How will using AI tools for Internet searches change humanity’s relationship with machines?

In recent years, technology has advanced to the point where it can provide personalized and interactive responses to user queries. The most notable development in this field is the creation of language models such as ChatGPT, which use natural language processing to provide user-like interactions. The technology has been adopted by some of the biggest players in the tech industry, including Google, Microsoft, and Baidu, to create conversational search engines that could change the relationship between humans and machines.

Microsoft's Bing uses the same technology as ChatGPT, which was developed by OpenAI in San Francisco, California. Announced on February 6, Bard, Google's AI-powered search engine, is currently being used by a small group of testers. Microsoft's version is now widely available, though a waiting list is required for unrestricted access. Baidu's ERNIE bot will launch in March.

The use of conversational search engines has changed the way people interact with technology. Instead of entering a query and receiving a list of results, users can now have a conversation with their search engine, ask follow-up questions, and receive personalized responses. This can make the search process more efficient and intuitive, especially for users who have difficulty expressing their queries.

On a positive note, the adoption of conversational search engines could also have a significant impact on the future of the human-machine relationship. As technology becomes more sophisticated and is able to mimic human interactions, it could blur the lines between humans and machines.

A 2022 study by a team at the University of Florida in Gainesville found that for participants who interacted with chatbots used by companies like Amazon and Best Buy, the more human-like they thought the conversation was, the more they trusted the chatbot. organize.

On the downside, the enhanced sense of trust could be problematic given that AI chatbots can make mistakes. For common questions, AI's answers may be trustworthy, but for questions it doesn't know the answer to, ChatGPT tends to create fictional answers. Some have speculated that, if discovered, these errors, rather than increasing trust, could cause users to lose confidence in chat-based searches.

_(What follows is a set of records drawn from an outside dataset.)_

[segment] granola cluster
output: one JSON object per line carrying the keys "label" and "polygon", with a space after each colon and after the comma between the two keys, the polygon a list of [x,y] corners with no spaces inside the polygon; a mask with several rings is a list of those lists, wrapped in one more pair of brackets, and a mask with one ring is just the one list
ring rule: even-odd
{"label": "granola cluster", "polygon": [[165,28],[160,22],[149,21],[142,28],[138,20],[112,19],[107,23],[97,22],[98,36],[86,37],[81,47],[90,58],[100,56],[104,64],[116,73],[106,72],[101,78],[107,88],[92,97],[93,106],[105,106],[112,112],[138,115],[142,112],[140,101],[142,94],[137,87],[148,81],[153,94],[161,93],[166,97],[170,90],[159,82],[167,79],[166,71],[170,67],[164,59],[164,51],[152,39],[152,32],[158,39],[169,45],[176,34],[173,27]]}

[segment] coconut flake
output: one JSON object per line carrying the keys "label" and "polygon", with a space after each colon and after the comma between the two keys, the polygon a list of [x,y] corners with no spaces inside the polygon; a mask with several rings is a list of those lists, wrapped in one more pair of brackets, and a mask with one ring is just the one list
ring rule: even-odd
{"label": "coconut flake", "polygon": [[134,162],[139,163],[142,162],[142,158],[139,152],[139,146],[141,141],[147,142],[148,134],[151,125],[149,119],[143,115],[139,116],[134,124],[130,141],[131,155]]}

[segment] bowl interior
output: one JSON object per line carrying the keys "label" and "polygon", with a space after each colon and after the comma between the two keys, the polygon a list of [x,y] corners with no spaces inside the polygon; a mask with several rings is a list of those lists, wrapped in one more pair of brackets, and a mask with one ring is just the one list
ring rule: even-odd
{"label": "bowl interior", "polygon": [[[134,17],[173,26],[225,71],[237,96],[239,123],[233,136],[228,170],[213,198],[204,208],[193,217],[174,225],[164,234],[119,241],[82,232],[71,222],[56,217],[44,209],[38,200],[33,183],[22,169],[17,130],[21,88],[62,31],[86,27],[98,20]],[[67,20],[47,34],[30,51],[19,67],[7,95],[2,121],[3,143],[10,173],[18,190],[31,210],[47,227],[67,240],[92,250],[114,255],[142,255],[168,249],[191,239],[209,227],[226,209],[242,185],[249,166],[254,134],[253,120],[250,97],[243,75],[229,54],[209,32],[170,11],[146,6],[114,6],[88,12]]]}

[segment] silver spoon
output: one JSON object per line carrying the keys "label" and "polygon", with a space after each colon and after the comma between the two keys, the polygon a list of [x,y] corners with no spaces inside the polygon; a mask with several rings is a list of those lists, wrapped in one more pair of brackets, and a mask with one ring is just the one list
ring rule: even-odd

Compounding the problem of inaccuracy is a relative lack of transparency. Typically, search engines show users their sources—lists of links—and let them decide what they trust. How AI-powered search will work is completely opaque, and if language models malfunction, hallucinate, or spread misinformation, this could have significant repercussions. If search bots make enough mistakes, far from increasing trust in their conversational abilities, they risk subverting users' perceptions of search engines as unbiased arbiters of truth.

Chatbot-driven searches blur the distinction between machines and humans, says Giada Pistilli, chief ethicist at Hugging Face, a data science platform in Paris. The platform promotes the responsible use of artificial intelligence. She worries about how quickly companies are adopting AI advances. "We always have these new technologies thrown at us without any control or educational framework of how to use them."